To monitor and control air quality, the European Union has defined the European Air Quality Index which is based on the values of several pollutants’ concentrations [46]. We base our color coded visualization of pollutants’ concentrations on this index; see Figure 9. The collected data is imported on Quantum GIS (QGIS) which not only allows visualization of the data and the locations of the pollution sources (see Figure 10) but also to evaluate the relevant features needed for the spatial modeling of air pollution using machine learning.
When there were missing data, which was the case with the temperature and humidity measurements, we used a linear interpolation to impute the missing values. After cleaning the data set by removing irrelevant data and outliers, we converted the time stamp into a more intelligible format.

4. Descriptive Data Analysis

In this section, we report on the analysis of the data collected by the mobile sensor nodes in four neighborhoods, on different days but over approximately the same time period. We also report on the data collected by the nomadic sensor nodes in two neighborhoods over a one-month period.
Figure 11, depicts the measurements of the concentrations of PM 10 and PM 2.5 obtained with mobile sensor nodes. It is shown that these concentrations generally do not exceeded the limit values (50 μg/m3 and 30 μg/m3 respectively). However, high concentrations were observed when the sensor node is close to a specific pollution source; see peaks in Figure 11 and Table 3.
In Hay Riad, the recorded PM 10 concentrations exceeded the limit only in the presence of some vehicles, especially near a roundabout. On the other hand, PM 2.5 remained low and stable.
In Diour Jamaa, the lowest values of the recorded PM 10 and PM 2.5 concentrations were of 14.9 μg/m3 and 13 μg/m3 respectively.

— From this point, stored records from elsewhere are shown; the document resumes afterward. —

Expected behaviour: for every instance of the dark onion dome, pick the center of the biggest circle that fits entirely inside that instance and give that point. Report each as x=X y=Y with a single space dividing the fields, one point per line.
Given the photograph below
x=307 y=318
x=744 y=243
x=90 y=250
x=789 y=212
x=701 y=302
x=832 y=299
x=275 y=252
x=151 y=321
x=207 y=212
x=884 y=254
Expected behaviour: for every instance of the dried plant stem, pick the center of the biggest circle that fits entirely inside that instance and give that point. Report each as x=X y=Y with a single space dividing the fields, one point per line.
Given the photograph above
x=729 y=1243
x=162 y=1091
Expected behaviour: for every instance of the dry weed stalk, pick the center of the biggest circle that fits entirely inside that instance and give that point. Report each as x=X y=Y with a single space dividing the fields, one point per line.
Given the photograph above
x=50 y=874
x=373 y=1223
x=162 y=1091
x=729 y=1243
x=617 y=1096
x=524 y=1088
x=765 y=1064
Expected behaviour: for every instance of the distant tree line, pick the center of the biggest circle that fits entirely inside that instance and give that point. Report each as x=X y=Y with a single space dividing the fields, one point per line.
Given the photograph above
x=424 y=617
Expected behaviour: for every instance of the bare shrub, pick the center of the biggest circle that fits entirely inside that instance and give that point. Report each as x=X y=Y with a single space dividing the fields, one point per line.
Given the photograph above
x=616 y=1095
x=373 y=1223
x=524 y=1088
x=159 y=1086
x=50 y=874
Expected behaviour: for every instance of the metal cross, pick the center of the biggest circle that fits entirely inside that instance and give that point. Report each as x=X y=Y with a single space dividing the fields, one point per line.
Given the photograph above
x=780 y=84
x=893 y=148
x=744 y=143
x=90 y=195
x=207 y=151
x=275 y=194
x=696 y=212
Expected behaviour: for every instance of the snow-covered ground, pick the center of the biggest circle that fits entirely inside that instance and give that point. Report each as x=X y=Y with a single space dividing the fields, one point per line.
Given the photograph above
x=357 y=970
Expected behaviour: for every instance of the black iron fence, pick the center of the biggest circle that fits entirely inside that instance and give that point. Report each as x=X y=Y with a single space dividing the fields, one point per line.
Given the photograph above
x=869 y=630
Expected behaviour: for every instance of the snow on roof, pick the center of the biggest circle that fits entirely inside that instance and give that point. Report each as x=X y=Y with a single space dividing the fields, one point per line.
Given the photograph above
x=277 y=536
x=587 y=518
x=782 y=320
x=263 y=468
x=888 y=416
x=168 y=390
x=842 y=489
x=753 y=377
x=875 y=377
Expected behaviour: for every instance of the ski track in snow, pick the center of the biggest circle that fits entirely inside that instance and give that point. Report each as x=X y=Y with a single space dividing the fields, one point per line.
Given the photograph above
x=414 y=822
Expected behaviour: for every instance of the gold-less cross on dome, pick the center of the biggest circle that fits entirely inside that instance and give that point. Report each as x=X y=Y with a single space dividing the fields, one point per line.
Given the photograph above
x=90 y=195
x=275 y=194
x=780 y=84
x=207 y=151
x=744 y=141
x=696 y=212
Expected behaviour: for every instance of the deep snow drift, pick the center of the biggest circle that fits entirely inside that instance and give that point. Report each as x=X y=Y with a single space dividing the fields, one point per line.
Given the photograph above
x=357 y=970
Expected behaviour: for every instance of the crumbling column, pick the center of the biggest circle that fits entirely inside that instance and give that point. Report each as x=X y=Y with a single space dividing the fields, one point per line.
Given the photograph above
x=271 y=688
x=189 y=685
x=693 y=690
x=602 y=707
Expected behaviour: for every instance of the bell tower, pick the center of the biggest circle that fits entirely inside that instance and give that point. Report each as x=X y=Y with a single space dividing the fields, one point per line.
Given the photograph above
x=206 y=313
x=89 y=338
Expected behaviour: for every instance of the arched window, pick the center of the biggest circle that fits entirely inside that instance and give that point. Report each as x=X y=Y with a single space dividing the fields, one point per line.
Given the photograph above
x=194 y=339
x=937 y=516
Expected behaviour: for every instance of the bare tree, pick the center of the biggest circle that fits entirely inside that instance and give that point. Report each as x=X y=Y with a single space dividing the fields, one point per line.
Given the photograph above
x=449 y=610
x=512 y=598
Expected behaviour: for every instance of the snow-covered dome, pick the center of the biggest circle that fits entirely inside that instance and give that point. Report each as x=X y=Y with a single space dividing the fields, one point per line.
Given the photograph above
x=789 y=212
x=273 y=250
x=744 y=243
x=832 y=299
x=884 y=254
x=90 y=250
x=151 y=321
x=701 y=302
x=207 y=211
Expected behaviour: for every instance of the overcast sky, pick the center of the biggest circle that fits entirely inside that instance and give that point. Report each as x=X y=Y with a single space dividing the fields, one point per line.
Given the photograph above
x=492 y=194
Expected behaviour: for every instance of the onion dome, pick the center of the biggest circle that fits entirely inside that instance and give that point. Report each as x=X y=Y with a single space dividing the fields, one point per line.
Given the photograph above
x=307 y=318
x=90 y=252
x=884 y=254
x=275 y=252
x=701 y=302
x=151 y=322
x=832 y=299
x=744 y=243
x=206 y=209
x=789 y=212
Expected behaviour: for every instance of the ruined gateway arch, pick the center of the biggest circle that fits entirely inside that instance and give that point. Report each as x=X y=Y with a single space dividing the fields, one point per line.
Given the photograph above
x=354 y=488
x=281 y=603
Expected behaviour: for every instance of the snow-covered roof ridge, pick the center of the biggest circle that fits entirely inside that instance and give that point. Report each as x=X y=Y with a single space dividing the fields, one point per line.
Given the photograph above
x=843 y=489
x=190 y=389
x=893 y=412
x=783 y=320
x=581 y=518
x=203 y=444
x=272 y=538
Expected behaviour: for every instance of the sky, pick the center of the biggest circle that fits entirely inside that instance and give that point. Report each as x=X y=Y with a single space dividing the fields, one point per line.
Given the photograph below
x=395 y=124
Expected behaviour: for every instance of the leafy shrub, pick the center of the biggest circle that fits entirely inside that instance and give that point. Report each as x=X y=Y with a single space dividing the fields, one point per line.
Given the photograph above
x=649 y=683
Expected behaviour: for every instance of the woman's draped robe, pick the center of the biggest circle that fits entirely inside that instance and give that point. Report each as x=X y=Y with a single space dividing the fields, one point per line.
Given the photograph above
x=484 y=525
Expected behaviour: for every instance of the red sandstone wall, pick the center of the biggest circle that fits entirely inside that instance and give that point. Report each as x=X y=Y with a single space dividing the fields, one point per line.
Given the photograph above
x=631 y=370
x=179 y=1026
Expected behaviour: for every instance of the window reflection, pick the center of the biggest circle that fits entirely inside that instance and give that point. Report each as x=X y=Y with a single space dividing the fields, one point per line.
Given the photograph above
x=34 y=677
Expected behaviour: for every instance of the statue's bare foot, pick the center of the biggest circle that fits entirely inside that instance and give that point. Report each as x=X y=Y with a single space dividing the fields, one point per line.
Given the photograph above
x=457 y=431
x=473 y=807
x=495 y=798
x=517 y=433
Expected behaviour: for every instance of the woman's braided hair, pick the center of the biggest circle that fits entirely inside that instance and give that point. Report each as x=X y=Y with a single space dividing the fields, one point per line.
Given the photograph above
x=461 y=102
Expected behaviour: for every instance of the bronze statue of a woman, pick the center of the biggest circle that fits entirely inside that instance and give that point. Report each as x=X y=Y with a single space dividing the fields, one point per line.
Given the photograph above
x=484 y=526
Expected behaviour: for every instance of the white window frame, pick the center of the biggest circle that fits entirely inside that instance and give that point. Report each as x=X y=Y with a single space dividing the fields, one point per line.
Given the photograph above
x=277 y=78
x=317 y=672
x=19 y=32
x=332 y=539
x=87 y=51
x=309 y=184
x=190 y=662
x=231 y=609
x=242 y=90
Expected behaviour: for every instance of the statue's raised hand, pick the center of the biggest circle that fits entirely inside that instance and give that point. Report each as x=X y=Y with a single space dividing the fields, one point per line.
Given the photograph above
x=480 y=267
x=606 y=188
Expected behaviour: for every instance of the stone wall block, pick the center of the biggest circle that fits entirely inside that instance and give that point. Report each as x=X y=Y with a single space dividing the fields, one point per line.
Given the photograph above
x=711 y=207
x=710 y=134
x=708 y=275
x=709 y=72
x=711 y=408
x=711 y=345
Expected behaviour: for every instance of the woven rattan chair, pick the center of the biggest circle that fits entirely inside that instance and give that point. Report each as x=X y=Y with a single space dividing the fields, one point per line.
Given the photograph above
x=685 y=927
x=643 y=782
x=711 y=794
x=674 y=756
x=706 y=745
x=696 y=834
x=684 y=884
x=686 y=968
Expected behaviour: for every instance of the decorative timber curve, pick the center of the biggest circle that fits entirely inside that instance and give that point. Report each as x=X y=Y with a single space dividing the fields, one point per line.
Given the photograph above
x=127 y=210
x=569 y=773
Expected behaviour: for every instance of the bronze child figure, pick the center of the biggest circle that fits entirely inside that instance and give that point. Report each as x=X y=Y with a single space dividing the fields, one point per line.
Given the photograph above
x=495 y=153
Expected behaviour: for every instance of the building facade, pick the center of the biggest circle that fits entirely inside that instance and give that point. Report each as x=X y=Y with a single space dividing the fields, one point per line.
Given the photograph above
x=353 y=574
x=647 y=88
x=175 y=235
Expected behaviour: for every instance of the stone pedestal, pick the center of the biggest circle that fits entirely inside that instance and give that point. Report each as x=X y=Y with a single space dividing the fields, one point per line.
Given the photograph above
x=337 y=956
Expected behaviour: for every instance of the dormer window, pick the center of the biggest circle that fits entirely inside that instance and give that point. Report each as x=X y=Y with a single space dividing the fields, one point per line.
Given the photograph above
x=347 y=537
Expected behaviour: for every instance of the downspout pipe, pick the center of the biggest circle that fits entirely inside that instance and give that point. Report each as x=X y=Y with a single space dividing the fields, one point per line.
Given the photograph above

The data was collected while walking very close to a two ways road; so we suspect that the main source of pollution is traffic. The observed two peaks of PM 10 concentration that exceed 140 μg/m3 were both recorded near open street food vendors.
In Hay Nahda II, PM concentrations only increased when we walked past a mechanical repair shop. Otherwise, PM concentrations were low.
In Takaddoum, where most asthma patients came from, the recorded PM concentrations were higher than in the other neighborhoods. Furthermore, the variability of the concentrations while moving is high. This is due to the variety of pollution sources mentioned before (Hammams, thrift shops, open street vendors). The highest concentrations seem to be often associated with either public baths and ovens or street vendors.
Another observation that caught our attention during data collection in Takaddoum is that the highest concentrations were recorded in Hay Al Farah; see the part circled in red in Figure 12 (800 μg/m3 for PM 10 and 248 μg/m3 for PM 2.5 ). Hay Al Farah is a small but very crowded street mostly occupied by street vendors, making it very difficult for cars to pass through it. Furthermore, building density is high which might be responsible for the stagnation of pollutants in the air.
According to the preliminary findings of our data collection campaigns, one suspects that the high rates of PM’s concentrations in the studied disadvantaged neighborhoods are mainly due to public baths and ovens, open-air thrift shops and street food vendors, as PM concentrations rocketed in the vicinity of these sources, and that road traffic is not the main contributor to air pollution in these neighborhoods. It is worth pointing out that street food vendors are not only responsible for the emission of PM’s, but also for the emission of VOCs and SVOCs as a result of cooking meat, and for the emission of CO and NO as a result of using charcoal fire [47]. Sensors of some of these pollutants will be added to our sensor nodes in the future.
It is, therefore, fair to infer that the high incidence of respiratory diseases in Takaddoum, observed at the children’s hospital, may be due to the poor air quality in this neighborhood. This also confirms that our sensor deployment strategy, based on medical records, is efficient in identifying areas of poor air quality with a small number of low-cost sensors.
Figure 13, depicts the data collected from the nomadic sensor in Hay Nahda I over a one-month period. Averages over some time windows varying from 8 hours to 1 day are often used. However, in order to capture the variability of pollutants concentrations with a smaller temporal granularity while avoiding the outliers, caused by volatile sources of pollution, we applied 10 min averages to the air pollution measurements which were taken continuously every 5 s. The region where the measurements were taken is characterized as a small neighborhood, with no specific activities, no main roads, a few green spaces in its vicinity. Figure 13 also depicts some missing data over a period of two days. These data were removed in the prediction phase, but were left in the figure to show some of the issues that low-cost sensors may face. In this case, the loss of data was caused by the presence of insects on the PM sensor node; this issue was found also in other areas which are near green spaces. Since the sensor node was placed on a fixed position, the peaks registered did not vary much, unlike the ones obtained with mobile sensors. The observed peaks of PM 10 and PM 2.5 concentrations did not exceed 90 μg/m3 and 50 μg/m3 respectively.
In the bigger neighborhood of Agdal, PM concentrations obtained with a nomadic sensor node were higher compared to those obtained at Hay Nahda I. Furthermore, since the sensor was placed near road traffic, the pollutants concentrations are shown to be often high during and around rush hours; see Figure 14.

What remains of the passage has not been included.